To the Editors:
We who live rich lives in one of the richest towns in the richest state in the richest country on the planet need to feel ashamed for allowing millions of our sisters and brothers and their children — our children — to suffer the agonies of self-perpetuating poverty of spirit, mind and body from generation to generation, knowing all across the decades that our wealth could bring every one of them home if we chose to break the cycle. To real homes, where love can build and heal and plan and grow.
The core of our failure is buried so deeply inside each one of us that calling it out threatens our sanity. Each of us is an active slave mistress and slave master. We can’t crack the bullwhip from our saddles in the fields, or buy and sell their children any more, but we always keep them in their places, benefit from their cheap labors, sideline their schools while multiplying their prisons, and maintain their ignorance to support our control. We are slavers as surely as the roomful of white men who cobbled our sanctified Constitution. We’re the heirs and heiresses of a 400-year tradition on this continent, and only God knows how many other slave systems of antiquity.
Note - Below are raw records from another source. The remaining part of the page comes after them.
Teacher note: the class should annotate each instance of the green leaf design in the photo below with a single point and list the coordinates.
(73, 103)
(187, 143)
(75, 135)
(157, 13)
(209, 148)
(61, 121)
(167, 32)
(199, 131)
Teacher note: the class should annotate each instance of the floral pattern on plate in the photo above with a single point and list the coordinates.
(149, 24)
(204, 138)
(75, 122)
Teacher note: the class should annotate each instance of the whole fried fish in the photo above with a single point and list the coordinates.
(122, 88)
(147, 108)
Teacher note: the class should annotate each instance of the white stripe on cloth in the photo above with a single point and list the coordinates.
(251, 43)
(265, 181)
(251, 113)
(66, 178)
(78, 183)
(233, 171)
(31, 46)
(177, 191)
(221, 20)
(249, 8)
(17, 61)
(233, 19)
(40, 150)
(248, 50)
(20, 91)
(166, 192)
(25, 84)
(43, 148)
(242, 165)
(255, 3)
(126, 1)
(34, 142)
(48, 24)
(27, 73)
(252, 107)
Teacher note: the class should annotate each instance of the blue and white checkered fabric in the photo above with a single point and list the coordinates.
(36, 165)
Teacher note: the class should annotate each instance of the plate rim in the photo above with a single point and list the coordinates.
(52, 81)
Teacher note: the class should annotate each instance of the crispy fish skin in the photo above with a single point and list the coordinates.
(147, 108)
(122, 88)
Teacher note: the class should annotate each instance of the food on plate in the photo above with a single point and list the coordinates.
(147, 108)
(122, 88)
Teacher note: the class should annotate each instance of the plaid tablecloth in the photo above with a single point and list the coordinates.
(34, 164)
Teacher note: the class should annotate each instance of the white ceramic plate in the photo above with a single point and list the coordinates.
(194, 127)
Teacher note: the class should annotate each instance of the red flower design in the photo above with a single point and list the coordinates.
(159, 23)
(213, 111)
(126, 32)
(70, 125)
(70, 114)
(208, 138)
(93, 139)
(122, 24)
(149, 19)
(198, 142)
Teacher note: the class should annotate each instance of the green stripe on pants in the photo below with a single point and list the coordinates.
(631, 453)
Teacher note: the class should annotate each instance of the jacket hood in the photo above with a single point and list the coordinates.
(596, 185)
Can we try to claim world leadership of a Golden Age by caring so deeply and acting so wisely that poverty no longer infects us? This season of hope as we reach like daffodils for sunshine may spring unusually strongly, for fresh voices of women’s leadership sweep across the land. Let’s look for one to free us all from slavery. Enough with the white men running everything. Follow the money. The military-industrial complex is not the best ocean for rivers of our cash.
Maybe the presidential candidate (Kamala Harris) mumbling about universal pre-K, head starts for all children — building a smarter electorate — is worth support, but she earns push-back when she wanders off toward jailing irresponsible mothers. Maybe Stacey Abrams, who has survived Georgia, or the combative Elizabeth Warren, can outfight Big Pharma, Big Insurance, Big Weapons, Big Corporate Greed. We know how to sue for damages. How about reparations?
Let’s start some conversations about picking our next president with a goal worthy of the greatest nation, one resolved at last to end poverty and the slave system that has always fed it. The poorest of our slaves can be elevated into good jobs in health care, infrastructure, environmental care, education and other essential fields. We can build their elevators if we choose to.